F.       In addition to competence and compassion in medical care, Mother Marianne emphasized both in New York and Hawaii the need for physical beauty, including landscaping and decorations, as well as bright clothing.  She also focused on education in the hospitals and orphanages.  Thus, she promoted distribution of religious education materials to all people, even non-Catholics.

 

G.    Mother Marianne eventually grew frail and was confined to a wheelchair and eventually died in 1918.  Even in a wheelchair, she remained in Hawaii and would visit and advise where she could.  Neither she nor any of the sisters caring for the lepers ever themselves caught the disease.

 

H.    Once it got started, the process for Mother Marianne’s canonization was rather rapid.

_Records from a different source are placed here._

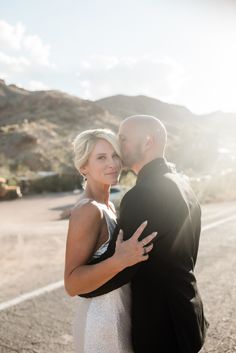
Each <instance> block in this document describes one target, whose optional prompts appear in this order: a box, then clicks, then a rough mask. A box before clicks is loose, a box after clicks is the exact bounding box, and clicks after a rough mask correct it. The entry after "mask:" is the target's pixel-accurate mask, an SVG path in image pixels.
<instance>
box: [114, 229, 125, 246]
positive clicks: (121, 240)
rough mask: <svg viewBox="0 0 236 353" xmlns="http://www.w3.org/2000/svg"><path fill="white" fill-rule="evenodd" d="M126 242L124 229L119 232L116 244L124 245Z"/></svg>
mask: <svg viewBox="0 0 236 353" xmlns="http://www.w3.org/2000/svg"><path fill="white" fill-rule="evenodd" d="M123 241H124V232H123V230H122V229H120V230H119V233H118V235H117V240H116V242H118V243H122V242H123Z"/></svg>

1 In 2004, Pope John Paul II declared her to be venerable, confirming her life of heroic virtue.  In 2005, he declared her to be a blessed after the requisite miracle granted on her intercession was confirmed.

2.  In October, 2012, Pope Benedict declared Mother Marianne to be a saint in the same Mass where he also canonized St. Kateri Tekawitha.

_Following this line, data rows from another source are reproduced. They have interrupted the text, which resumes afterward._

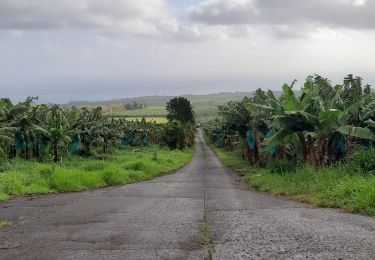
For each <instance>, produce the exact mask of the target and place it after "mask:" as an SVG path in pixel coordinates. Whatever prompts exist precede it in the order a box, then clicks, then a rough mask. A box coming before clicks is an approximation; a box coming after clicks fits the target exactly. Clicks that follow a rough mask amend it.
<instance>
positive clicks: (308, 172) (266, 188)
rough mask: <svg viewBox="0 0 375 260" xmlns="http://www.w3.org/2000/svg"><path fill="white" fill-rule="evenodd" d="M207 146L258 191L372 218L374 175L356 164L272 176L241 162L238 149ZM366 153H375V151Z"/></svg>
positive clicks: (372, 215)
mask: <svg viewBox="0 0 375 260" xmlns="http://www.w3.org/2000/svg"><path fill="white" fill-rule="evenodd" d="M210 146H211V148H213V150H214V152H215V153H216V155H217V156H218V157H219V159H220V160H221V161H222V162H223V163H224V164H225V165H226V166H228V167H230V168H232V169H234V170H235V171H236V172H237V173H239V174H240V175H241V176H243V177H244V180H245V181H246V182H247V183H248V184H249V185H250V186H252V187H254V188H256V189H258V190H260V191H264V192H270V193H272V194H274V195H284V196H288V197H289V198H292V199H295V200H298V201H302V202H309V203H311V204H313V205H315V206H319V207H330V208H342V209H344V210H346V211H348V212H353V213H361V214H366V215H370V216H375V175H374V174H373V173H368V172H363V171H362V170H361V169H360V166H359V164H358V163H354V162H353V163H350V162H348V163H343V164H338V165H332V166H326V167H323V168H316V167H313V166H309V165H304V166H301V167H298V168H297V169H295V170H293V171H286V172H284V173H282V174H280V173H273V172H272V169H270V168H261V167H254V166H251V165H249V163H248V162H246V161H245V160H244V159H243V156H242V150H241V149H236V150H235V151H233V152H228V151H225V150H224V149H222V148H218V147H215V146H213V145H212V144H210ZM367 153H372V154H375V150H369V151H368V152H367ZM364 156H367V155H364ZM373 161H374V160H373Z"/></svg>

3.  The Vatican website says of her, “Mother Marianne's invaluable example of never-failing optimism, serenity and trust in God inspired hope in those around her and allayed the Sisters' fear of catching leprosy. She taught her Sisters that their primary duty was ‘to make life as pleasant and as comfortable as possible for those of our fellow creatures whom God has chosen to afflict with this terrible disease.’”

4.  In the canonization homily, Pope Benedict said, “At a time when little could be done for those suffering from this terrible disease, Marianne Cope showed the highest love, courage and enthusiasm. She is a shining and energetic example of the best of the tradition of Catholic nursing sisters and of the spirit of her beloved Saint Francis.”